Email: haneyjx@jmu.edu

JAMES S. HIATT, Professor

B.A., Trinity College; M.M., Ph.D., Indiana University. As a theorist and pianist, he has presented papers at meetings of the College of Music Society and published piano transcriptions. He has also done professional accompanying in many areas of the eastern United States. He is a former faculty member of the State University of New York at Fredonia.

Email: hiattjs@jmu.edu

 

JOHN HILLIARD, Professor, Resident Composer

D.M.A. in composition, Cornell University. His works have had wide international performances in Austria, Canada, Germany, Hong Kong, the Netherlands, South America, Japan, the United Kingdom and the United States including performances at the Kennedy Center for the Performing Arts, Merkin Hall NYC and at over 20 new music festivals. His works have also been performed by the St. Louis Symphony and the Richmond Symphony. His piano concerto Okeanos was premiered by the JMU School of Music in 2000 in honor of the 20th-year celebration of the Contemporary Music Festival. Recent awards include an annual ASCAP Award, a commission from the International Horn Society and the first-place award in the Virginia Music Teachers Association's commissioned composer contest for 1992. In 1995, Hilliard was given a six-month residency grant to be an Artistic Fellow for the Japan Foundation in Tokyo. He has previously taught at the National Music Camp, Cornell University and Washington State University. Dr. Hilliard's teachers include Pulitzer Prize-winning composer Karel Husa, Donald Erb, W. Francis McBeth, George B. Wilson, William Grant Still and Ned Rorem. In addition, he has attended masterclasses with Erza Laderman, Alan Hovhaness, Wlodzimierz Kotonski, George Crumb, Milton Babbitt, Ben Johnston, and Olivier Messiaen.

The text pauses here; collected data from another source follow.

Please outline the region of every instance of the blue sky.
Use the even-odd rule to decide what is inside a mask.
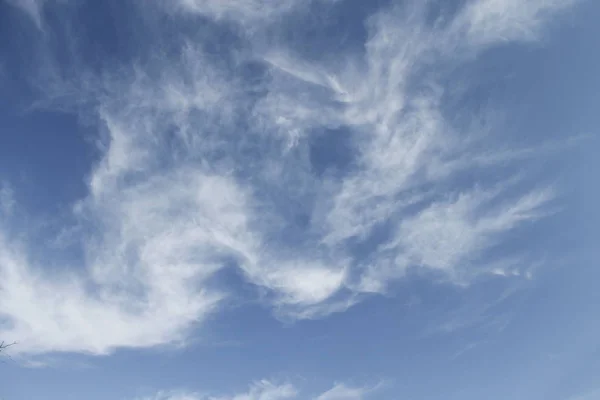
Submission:
[[[0,0],[0,397],[600,399],[598,17]]]

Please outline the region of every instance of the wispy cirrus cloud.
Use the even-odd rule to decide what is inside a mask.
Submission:
[[[508,184],[494,161],[506,158],[482,155],[473,143],[485,135],[446,115],[451,83],[440,76],[464,61],[448,48],[531,40],[567,3],[468,2],[443,27],[411,3],[371,16],[364,52],[338,60],[250,44],[225,65],[190,40],[169,57],[101,76],[83,66],[48,85],[49,99],[75,104],[100,132],[101,159],[73,206],[84,257],[50,276],[26,256],[33,243],[0,230],[1,336],[36,354],[184,341],[235,293],[213,279],[225,268],[293,319],[343,311],[409,268],[462,284],[491,273],[481,264],[498,260],[486,252],[542,216],[553,192]],[[178,4],[249,27],[293,12],[289,2]],[[350,161],[316,173],[313,140],[342,148],[334,130]],[[475,183],[459,179],[467,169]],[[354,393],[336,388],[323,398]]]
[[[27,13],[38,28],[42,27],[42,11],[46,0],[8,0],[8,3]]]
[[[35,26],[43,31],[44,30],[44,7],[55,6],[56,4],[66,3],[68,0],[6,0],[8,4],[11,4],[20,10],[22,10]]]
[[[551,191],[534,190],[494,207],[486,204],[494,195],[475,190],[434,202],[398,225],[394,239],[380,248],[377,262],[370,265],[363,281],[365,289],[377,290],[378,283],[394,274],[401,276],[415,265],[443,271],[456,282],[469,282],[472,274],[487,271],[486,262],[479,257],[498,243],[497,235],[541,218],[542,206],[552,198]],[[488,264],[497,267],[493,273],[504,273],[498,263]],[[474,271],[469,268],[472,266]]]
[[[178,0],[175,2],[183,11],[198,13],[217,20],[232,19],[244,24],[270,20],[288,12],[295,1],[235,0],[224,2],[219,0],[198,1]],[[172,7],[172,4],[170,5]]]
[[[226,296],[209,280],[232,259],[282,309],[317,305],[344,284],[341,263],[278,254],[265,241],[256,210],[268,204],[236,177],[243,160],[231,135],[243,100],[233,97],[244,94],[209,66],[186,46],[158,77],[134,69],[82,82],[90,98],[77,101],[100,100],[106,146],[89,196],[74,207],[91,231],[81,241],[85,269],[51,279],[25,247],[2,242],[2,312],[12,321],[3,334],[19,338],[23,352],[105,354],[181,341]],[[210,163],[218,151],[230,155]]]
[[[497,42],[532,41],[557,12],[578,0],[479,0],[470,2],[456,18],[453,28],[463,32],[474,46]]]
[[[297,91],[295,85],[283,83],[273,91],[278,97],[268,110],[276,126],[292,132],[290,140],[297,141],[298,132],[323,126],[351,127],[348,135],[355,140],[355,169],[334,184],[326,209],[320,211],[325,222],[322,243],[331,247],[343,246],[350,239],[368,239],[378,227],[390,231],[387,243],[380,243],[379,250],[361,266],[366,272],[359,290],[383,290],[386,282],[416,265],[442,269],[451,276],[468,274],[473,259],[501,235],[535,220],[537,210],[552,198],[552,190],[542,187],[513,195],[502,207],[490,208],[484,205],[498,201],[505,191],[452,183],[467,169],[480,169],[484,174],[504,157],[492,152],[485,160],[481,158],[474,143],[484,140],[485,132],[454,125],[443,111],[447,88],[440,84],[438,70],[424,71],[448,61],[444,44],[448,37],[471,52],[483,48],[482,43],[454,36],[457,26],[466,23],[464,19],[478,26],[481,16],[489,13],[492,18],[500,12],[511,14],[532,30],[539,24],[539,13],[522,10],[519,14],[510,2],[494,3],[494,7],[479,3],[468,3],[455,23],[445,28],[428,27],[422,5],[375,14],[368,23],[364,60],[341,68],[333,63],[307,64],[285,53],[265,57],[278,74],[293,78],[295,85],[325,88],[329,94],[325,100],[323,96],[318,100],[316,96],[302,97],[301,110],[308,109],[311,114],[291,106],[282,108],[293,102],[279,93]],[[559,2],[540,3],[539,8],[550,12],[562,6]],[[476,17],[471,8],[477,10]],[[507,18],[500,25],[514,37],[490,35],[486,45],[527,40],[515,27],[507,26],[512,22],[513,18]],[[455,56],[452,63],[456,62]],[[311,107],[312,103],[321,107]],[[508,183],[511,177],[504,179]],[[487,183],[502,186],[503,180]],[[448,201],[448,196],[456,200]],[[455,269],[459,266],[462,271]]]
[[[255,33],[280,22],[293,12],[305,10],[317,1],[333,4],[341,0],[158,0],[158,3],[169,12],[200,15],[218,22],[234,22],[246,29],[246,33]]]

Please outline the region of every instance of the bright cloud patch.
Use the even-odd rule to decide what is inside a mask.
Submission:
[[[338,59],[253,42],[296,3],[173,2],[187,18],[240,24],[247,48],[221,60],[190,38],[135,65],[100,74],[78,64],[48,83],[46,103],[94,121],[102,156],[72,204],[75,226],[63,227],[81,233],[83,265],[46,273],[27,256],[35,243],[0,220],[0,337],[19,340],[16,351],[185,341],[235,293],[214,279],[224,269],[292,319],[343,311],[411,268],[462,284],[492,264],[503,275],[488,250],[544,215],[552,190],[510,184],[506,158],[481,150],[476,125],[446,115],[453,87],[442,78],[465,53],[535,38],[571,2],[470,1],[446,24],[427,22],[421,2],[391,6],[365,19],[363,50]],[[39,21],[43,2],[17,4]],[[327,157],[311,157],[312,139],[334,131],[344,162],[314,165]],[[461,179],[467,171],[475,182]],[[261,382],[225,398],[296,395]],[[362,395],[337,385],[316,398]],[[198,398],[211,397],[157,397]]]

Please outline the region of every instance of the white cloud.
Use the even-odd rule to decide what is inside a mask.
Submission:
[[[182,391],[159,392],[143,400],[285,400],[297,398],[298,391],[291,384],[277,385],[261,380],[250,385],[248,392],[229,396],[211,396]]]
[[[248,31],[258,31],[281,17],[301,7],[309,6],[312,0],[159,0],[170,11],[182,11],[202,15],[216,21],[234,21]],[[319,0],[335,3],[340,0]]]
[[[256,23],[289,11],[295,1],[178,0],[178,3],[185,11],[203,14],[217,20],[227,18],[243,23]]]
[[[275,385],[262,380],[253,384],[248,393],[236,394],[233,397],[220,397],[214,400],[284,400],[295,398],[296,388],[290,384]]]
[[[270,115],[275,126],[288,131],[294,127],[294,136],[298,130],[302,136],[302,132],[322,126],[346,126],[360,136],[360,146],[354,149],[357,172],[335,183],[333,189],[324,189],[332,196],[320,211],[325,222],[322,243],[332,248],[343,246],[350,238],[365,238],[377,226],[392,225],[391,239],[381,243],[364,266],[358,290],[383,290],[388,280],[414,266],[442,270],[453,279],[476,274],[477,270],[469,268],[477,266],[477,257],[503,234],[535,220],[539,208],[551,199],[551,191],[532,189],[491,207],[488,203],[502,199],[505,191],[492,196],[477,187],[453,187],[462,171],[493,168],[506,158],[501,154],[482,158],[470,146],[483,135],[465,132],[445,117],[445,88],[438,84],[435,73],[422,72],[424,66],[446,62],[448,47],[482,48],[484,43],[456,35],[458,26],[483,29],[488,25],[480,20],[490,18],[497,24],[497,34],[488,33],[485,45],[526,40],[525,33],[538,29],[542,16],[564,6],[564,2],[537,2],[518,10],[505,3],[468,3],[455,22],[441,31],[427,27],[419,5],[376,14],[369,21],[371,34],[363,62],[323,66],[282,52],[265,56],[277,74],[294,79],[293,83],[275,80],[272,100],[267,97],[271,103],[262,104],[263,115]],[[505,18],[496,21],[498,13]],[[519,31],[515,20],[528,30]],[[511,36],[498,33],[502,29]],[[457,43],[448,46],[448,38]],[[300,83],[306,88],[324,88],[329,97],[302,96],[299,111],[291,106],[292,94],[281,92],[298,93]],[[504,183],[500,179],[487,184]],[[448,196],[454,200],[449,201]],[[431,205],[419,206],[423,202]]]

On January 31, 2007 JMU presented a complete concert of Hilliard's music at the Kennedy Center, including the Washington D.C. premiere of his second piano concerto.

Additional links:

Email: hilliajs@jmu.edu

J. RANDALL WHEATON, Assistant Professor

J. RANDALL WHEATON, Assistant Professor
B.A., Ohio Wesleyan University; B.M. (cum laude), Ohio State University; M.M., University of Michigan; M.Phil., Ph.D., Yale University. Formerly an organic chemist in cancer research, his undergraduate work in music at Ohio State included studies in clarinet performance with Robert Titus and in conducting with Donald McGinnis. John Clough and William Benjamin were his main teachers at the University of Michigan, where his master's thesis focused on Alexander Scriabin's Désir, op. 57, and he spent a year in private study with David Shifrin. His principal mentors at Yale were Allen Forte, David Lewin, and Claude Palisca, and his 1988 dissertation was on the phenomenon of symmetry in pitch-class sets and their role in tonality. A former Editor of the Journal of Music Theory, he has served on the faculties of Yale, the University of Connecticut, and the University of Cincinnati College-Conservatory of Music (CCM). Nominated for distinguished teaching awards at both Yale and CCM, he was Chair and Associate Professor of Music at Northern Kentucky University in 2001 and returned to CCM as Visiting Associate Professor of Music in 2002. Among his conference papers are studies on segmental invariance in the twelve-tone system, Mahler's Der Abschied, and Schumann's Carnaval. He delivered a paper at Columbia University in 2002 entitled “Looking Glass into the Vagaries of Improvisational Style: Structural Levels in C. P. E. Bach's 'Free' Fantasia in E-flat Major." His main areas of interest are Schenkerian analysis, set theory, the history of theory, music-theory pedagogy, and compositions from the late nineteenth and early twentieth centuries.